Jeśli korzystasz z Android Auto, to zapewne wiesz, że dotychczas niemożliwe było uruchomienie zarówno nawigacji w samochodzie, jak i aplikacji Mapy Google na smartfonie. Skąd takie ograniczenie, nie wiadomo. W kuluarach mówi się, że Google chciał uniknąć sytuacji, w której kierowca dekoncentruje się w czasie jazdy, ale to tylko przypuszczenie.
W każdym razie efekt był taki, że mając włączony Android Auto, smartfon odmawiał otwarcia Map Google, co miało swoje wady. Choćby taką, że nawigacja w AA jest mniej szczegółowa i nie zawiera choćby informacji o interesujących miejscach w okolicy.



Na szczęście wygląda na to, że spółka z Mountain View w końcu uległa. Jak donosi serwis „Android Police”, jednoczesne uruchomienie obydwu narzędzi w końcu staje się możliwe.
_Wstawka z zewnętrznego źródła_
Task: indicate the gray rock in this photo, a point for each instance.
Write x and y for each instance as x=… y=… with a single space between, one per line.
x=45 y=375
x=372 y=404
Co prawda analogiczną funkcję testowano już w lutym, wówczas jednak szybko zniknęła. Tymczasem teraz decyzja ma być ostateczna.
Źródło słusznie zauważa, że nawet jeśli chodziło o bezpieczeństwo, to ograniczenie było mocno naciągane. Często wszak kierowca nie podróżuje sam i może przekazać swój telefon jednemu z pasażerów, by ten spełniał się jako nawigator. Nie ma w tym żadnego ryzyka, a wskutek blokady trzeba było mieć dodatkowe urządzenie i uruchamiać drugą instancję nawigacji.
Zainteresowanym pozostaje mieć nadzieję, że Google akurat tym razem już nie zmieni zdania.